Une requête a été introduite par des usagers du service public de la télévision, contestant une lettre émise par le ministre de la culture et de la communication. Cette lettre, datée du 15 décembre 2008, demandait au président-directeur général de France Télévisions de prendre les mesures nécessaires pour cesser la commercialisation des espaces publicitaires entre 20 h et 6 h à compter du 5 janvier 2009. Parallèlement, une délibération du conseil d'administration de France Télévisions, en date du 16 décembre 2008, a pris acte de cette instruction ministérielle et a confié au président-directeur général la mise en œuvre des nouvelles règles de commercialisation. Les requérants soutiennent que ces décisions portent atteinte à leurs droits en tant qu'usagers du service public.
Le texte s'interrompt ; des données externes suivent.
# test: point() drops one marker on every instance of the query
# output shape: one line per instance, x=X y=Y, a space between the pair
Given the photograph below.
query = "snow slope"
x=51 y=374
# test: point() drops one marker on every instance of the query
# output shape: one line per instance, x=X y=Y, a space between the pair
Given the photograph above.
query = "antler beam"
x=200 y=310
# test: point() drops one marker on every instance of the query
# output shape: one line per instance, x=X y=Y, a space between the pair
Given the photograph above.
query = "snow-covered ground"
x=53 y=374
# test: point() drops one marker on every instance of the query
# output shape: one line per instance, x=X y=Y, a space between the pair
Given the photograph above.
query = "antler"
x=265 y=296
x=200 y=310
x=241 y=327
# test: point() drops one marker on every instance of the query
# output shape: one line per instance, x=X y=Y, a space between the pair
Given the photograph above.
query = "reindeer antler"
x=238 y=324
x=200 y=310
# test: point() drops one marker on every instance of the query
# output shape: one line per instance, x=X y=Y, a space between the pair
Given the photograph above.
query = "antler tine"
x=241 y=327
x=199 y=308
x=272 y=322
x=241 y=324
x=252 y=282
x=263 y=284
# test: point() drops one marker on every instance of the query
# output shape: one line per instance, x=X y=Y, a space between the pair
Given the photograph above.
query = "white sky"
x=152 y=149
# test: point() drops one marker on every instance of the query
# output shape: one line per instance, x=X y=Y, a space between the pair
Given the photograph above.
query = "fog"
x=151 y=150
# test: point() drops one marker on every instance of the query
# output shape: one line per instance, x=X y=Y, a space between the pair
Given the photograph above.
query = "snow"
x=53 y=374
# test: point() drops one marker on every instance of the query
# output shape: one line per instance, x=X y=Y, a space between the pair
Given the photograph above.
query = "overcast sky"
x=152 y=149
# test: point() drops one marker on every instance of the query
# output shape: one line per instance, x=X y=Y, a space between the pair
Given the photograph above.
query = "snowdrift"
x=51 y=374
CE, 11 fév. 2010, Borvo, no 324233
1Faits
2Procédure
Les requérants ont saisi le Conseil d'État sous deux numéros distincts. La première requête, enregistrée sous le numéro 324233, vise à obtenir l'annulation de la lettre ministérielle. La seconde, référencée sous le numéro 324407, demande l'annulation de la délibération du conseil d'administration de France Télévisions. Le Conseil d'État a décidé de joindre ces deux affaires pour statuer par une seule décision, considérant qu'elles présentent des questions connexes. Dans un premier temps, le Conseil d'État a examiné la compétence de la juridiction administrative pour traiter ces affaires. Il a ensuite analysé l'intérêt à agir des requérants en tant qu'usagers du service public avant d'examiner la légalité des décisions contestées.
3Problème de droit
La décision du ministre et celle du conseil d'administration de France Télévisions sont-elles légales au regard des droits des usagers du service public ?
4Solution
Le Conseil d'État annule la lettre du ministre de la culture et de la communication ainsi que la délibération du conseil d'administration de France Télévisions. Il considère que la délibération du conseil d'administration, qui chargeait son président-directeur général de mettre en œuvre les nouvelles règles relatives à la commercialisation des espaces publicitaires, affecte les ressources essentielles à l'accomplissement des missions de service public confiées à France Télévisions. En conséquence, cette délibération relève de la compétence de la juridiction administrative. L'annulation de la lettre ministérielle entraîne logiquement celle de la délibération, car cette dernière s'est bornée à prendre acte d'une instruction jugée illégale. Ainsi, le Conseil d'État affirme que les usagers ont un intérêt légitime à contester ces décisions qui impactent directement le service public dont ils bénéficient.